Author : Ulrich Bonnell Phillips
Publisher : Read Books Ltd
Page : 513 pages
File Size : 33,82 MB
Release : 2013-01-15
Category : History
ISBN : 1447481682
A historical document advertised as 'A survey of the supply, employment and control of negro labor as determined by the plantation regime. Many of the earliest books, particularly those dating back to the 1900s and before, are now extremely scarce and increasingly expensive. We are republishing these classic works in affordable, high quality, modern editions, using the original text and artwork.
Author : Charles Spencer
Publisher : Arcadia Publishing
Page : 276 pages
File Size : 15,94 MB
Release : 2008-03-14
Category : Photography
ISBN : 1625844565
Wild Eden to Cotton Aristocracy is an impeccably researched and superbly written must-read for all whose hearts call Edisto home. Beautiful Edisto Island has not always been a vacationers' haven in the South Carolina Lowcountry.

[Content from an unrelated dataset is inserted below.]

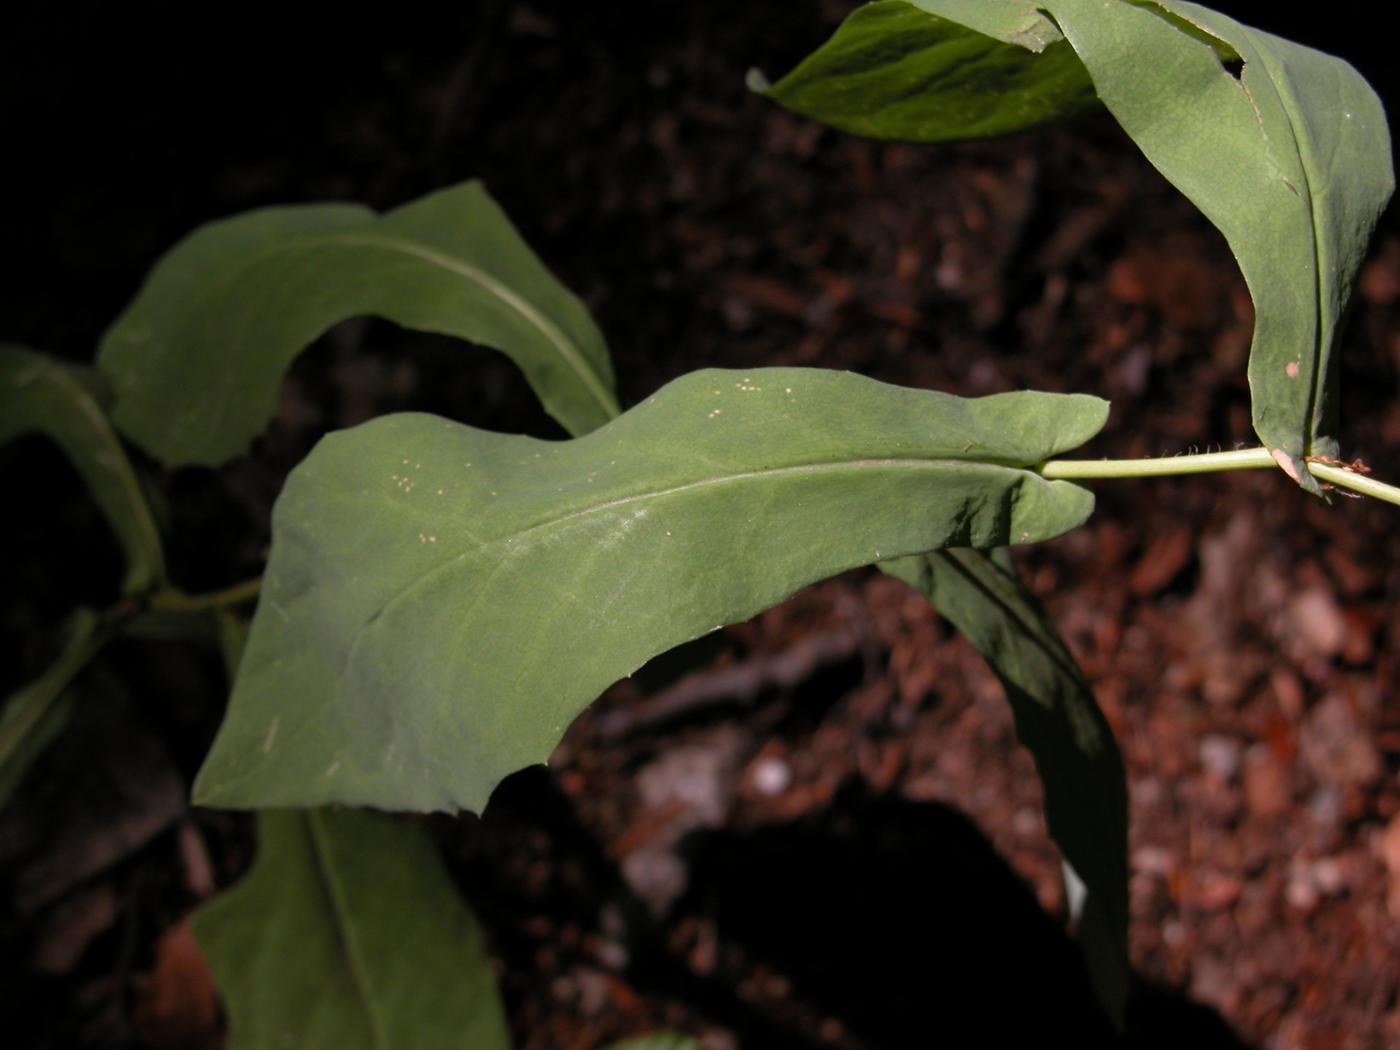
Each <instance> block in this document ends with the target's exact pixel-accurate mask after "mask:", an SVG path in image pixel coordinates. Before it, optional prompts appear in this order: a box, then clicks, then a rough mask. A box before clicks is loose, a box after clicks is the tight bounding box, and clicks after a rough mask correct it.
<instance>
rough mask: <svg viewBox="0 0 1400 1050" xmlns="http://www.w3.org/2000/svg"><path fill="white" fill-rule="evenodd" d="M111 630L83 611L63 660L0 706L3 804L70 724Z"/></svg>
mask: <svg viewBox="0 0 1400 1050" xmlns="http://www.w3.org/2000/svg"><path fill="white" fill-rule="evenodd" d="M109 638H111V630H109V629H106V627H105V626H104V624H102V620H101V617H99V616H98V615H97V613H95V612H94V610H92V609H78V610H77V612H74V613H73V616H71V619H70V623H69V637H67V641H66V644H64V647H63V651H62V652H60V654H59V658H57V659H55V661H53V664H50V665H49V669H48V671H45V672H43V673H42V675H39V678H36V679H34V680H32V682H28V683H25V685H24V686H22V687H21V689H18V690H17V692H15V693H13V694H11V696H10V697H8V699H7V700H6V701H4V707H3V708H0V806H4V805H6V804H7V802H8V801H10V795H11V794H14V790H15V788H17V787H18V785H20V784H21V783H22V781H24V776H25V773H28V771H29V767H31V766H32V764H34V762H35V760H36V759H38V757H39V756H41V755H42V753H43V750H45V749H46V748H48V746H49V743H52V742H53V738H55V736H57V735H59V734H60V732H62V731H63V727H66V725H67V722H69V717H70V715H71V713H73V703H74V700H76V699H77V697H76V693H74V692H73V687H71V686H73V680H74V679H76V678H77V676H78V675H80V673H83V669H84V668H85V666H87V665H88V664H90V662H91V661H92V658H94V657H95V655H97V654H98V652H99V651H101V650H102V647H104V645H105V644H106V641H108V640H109Z"/></svg>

Before European settlement, it was home to the Edisto Indians, who had seasonal fishing camps in the area, and a wide variety of wildlife. By the beginning of the Civil War, the wealthy planters had largely abandoned the area. What happened between those two periods is a must-read for fans of coastal South Carolina. Author Charles Spencer chronicles Edisto's history, from the early days when English and Scottish planters and their African slaves settled the lush island paradise and established plantations that flourished until the Civil War.
Author :
Publisher :
Page : 1320 pages
File Size : 44,64 MB
Release : 1928
Category : United States
ISBN :
Author :
Publisher :
Page : 688 pages
File Size : 24,9 MB
Release : 1928
Category : United States
ISBN :
Collection of primary documents, secondary reference sources, and journal articles covering all areas of U.S. history from pre-colonial times to the present day. The DAB records the lives of prominent Americans who died by Dec. 31, 1980.
Author :
Publisher :
Page : 684 pages
File Size : 48,99 MB
Release : 1928
Category : United States
ISBN :
Part of an integrated online collection of primary documents, secondary reference sources, and journal articles covering all areas of U.S. history from pre-colonial times to the present day. The DAB records the lives of prominent Americans who died by Dec. 31, 1980.
Author : Jefferson Davis
Publisher :
Page : 626 pages
File Size : 42,35 MB
Release : 1923
Category : Confederate States of America
ISBN :
The true story of the Southern Confederacy lies in the letters, speeches, and State papers of its leaders; and its best justification will come after such historical materials have been made accessible to the truth-loving historian of the future. The private and public papers of such Southern leaders as Calhoun, Davis, and Lee will reveal, as nothing else can, the principles for which they contended, and give to posterity the true estimate of their lives and deeds. -- Introduction.